THE MACHINE The action comedy stars Bert Kreischer, aka the Machine, a stand-up comedian who rose to fame with a signature bit in which he recounts his true experience with Russian mobsters while on a booze-soaked college trip. In the movie, which imagines how the events could have had rippling repercussions, it’s 23 years later, and Kreischer (playing a version of himself) and his estranged father (Mark Hamill) are kidnapped back to Russia by the mob. R (for strong violence, pervasive language, drug use and some sexual references). 112 mins.
MONICA In this intimate portrait, a trans woman (Trace Lysette) returns home to care for the dying mother who rejected her. The film explores universal themes of abandonment, aging, acceptance and redemption. R (for sexual content, nudity and language). 114 mins.
NEFARIOUS On the day of his scheduled execution, a convicted serial killer (Sean Patrick Flanery) gets a psychiatric evaluation during which he claims he is a demon. He further claims that before their time is over, the psychiatrist (Jordan Belfi) will commit three murders of his own. R (for some disturbing violent content). 98 mins.
THE ROUNDUP: NO WAY OUT Ma Dong-seok plays a supercop who takes on a Japanese drug ring in this sequel to 2022′s Korean action thriller The Roundup. In Korean with subtitles. Not rated. 105 mins.
(C-) SANCTUARY A battle of wills ensues when a wealthy client (Christopher Abbott) tries to end his relationship with a dominatrix (Margaret Qualley). Although the performances are strong and committed — especially Qualley’s — the movie is little more than a conversation between two people who are constantly, maybe even constitutionally, full of it. R (for sexual content and language). 96 mins.

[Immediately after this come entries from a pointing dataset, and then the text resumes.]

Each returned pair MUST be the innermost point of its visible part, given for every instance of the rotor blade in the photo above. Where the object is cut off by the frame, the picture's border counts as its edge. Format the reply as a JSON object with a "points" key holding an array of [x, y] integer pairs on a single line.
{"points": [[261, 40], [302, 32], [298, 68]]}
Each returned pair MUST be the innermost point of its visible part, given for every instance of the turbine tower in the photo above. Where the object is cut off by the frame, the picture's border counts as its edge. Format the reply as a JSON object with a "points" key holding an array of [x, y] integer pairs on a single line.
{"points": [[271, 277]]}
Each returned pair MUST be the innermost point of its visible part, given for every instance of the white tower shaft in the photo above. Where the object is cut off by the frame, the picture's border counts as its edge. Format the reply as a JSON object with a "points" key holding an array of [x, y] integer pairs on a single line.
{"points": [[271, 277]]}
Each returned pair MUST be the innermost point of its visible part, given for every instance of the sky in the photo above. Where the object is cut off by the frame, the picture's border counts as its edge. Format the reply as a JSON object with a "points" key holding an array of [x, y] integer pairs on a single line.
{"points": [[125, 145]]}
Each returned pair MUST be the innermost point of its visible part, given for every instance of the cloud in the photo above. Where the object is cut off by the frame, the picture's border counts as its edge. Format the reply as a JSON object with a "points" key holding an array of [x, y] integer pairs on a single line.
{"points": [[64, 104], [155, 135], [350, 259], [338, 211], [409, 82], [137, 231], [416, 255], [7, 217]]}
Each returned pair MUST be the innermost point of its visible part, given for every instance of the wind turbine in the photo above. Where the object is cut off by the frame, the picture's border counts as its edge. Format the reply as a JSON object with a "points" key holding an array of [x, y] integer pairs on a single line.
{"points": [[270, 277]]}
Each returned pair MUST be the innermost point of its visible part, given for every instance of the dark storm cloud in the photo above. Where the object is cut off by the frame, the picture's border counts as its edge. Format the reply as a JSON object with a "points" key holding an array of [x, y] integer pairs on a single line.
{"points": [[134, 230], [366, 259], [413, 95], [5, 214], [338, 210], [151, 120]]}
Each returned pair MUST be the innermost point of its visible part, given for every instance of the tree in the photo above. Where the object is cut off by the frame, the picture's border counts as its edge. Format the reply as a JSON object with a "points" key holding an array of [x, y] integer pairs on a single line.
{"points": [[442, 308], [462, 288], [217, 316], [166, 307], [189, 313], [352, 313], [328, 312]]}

(A-) SPIDER-MAN: ACROSS THE SPIDER-VERSE Following the continuing multiverse adventures of Miles Morales (voiced by Shameik Moore), this sequel to 2018′s Spider-Man: Into the Spider-Verse contains every element that made the first one, which won an Oscar for best animated feature film, so compelling: the characters, the eye-popping production design, the perfectly calibrated music. It goes a step further and evolves the aesthetic and story into a darker, edgier place as the writers hammer home the pertinent themes — growing up and finding yourself is hard, and so is parenting, especially letting go when your kids need to find their own way. PG (for sequences of animated action violence, some language and thematic elements). 140 mins.
(C) THE SUPER MARIO BROS. MOVIE With help from Princess Peach (voiced by Anya Taylor-Joy), Mario (Chris Pratt) gets ready to square off against the all-powerful Bowser (Jack Black) to stop his plans for conquering the world in this computer- animated fantasy based on Nintendo’s Mario video game franchise. Written by Matthew Fogel and directed by Aaron Horvath and Michael Jelenic, the film is mildly amusing, noisy and relentlessly paced. While the animation is eye-popping, the barely there story makes for a movie that’s not terribly interesting. PG (for action and mild violence). 92 mins.
(A-) YOU HURT MY FEELINGS In this comedy-drama, Julia Louis-Dreyfus stars as Beth, a popular writer whose longstanding marriage is upended when she overhears her husband (Tobias Menzies) giving his honest reaction to her latest book. Writer-director Nicole Holofcener is one of the great chroniclers of the microdramas and minor injustices that make up the tapestry of our relationships and of life itself, and she hits another home run with this unpacking of the little white lies we tell each other to avoid unnecessary conflict. R (for language). 93 mins.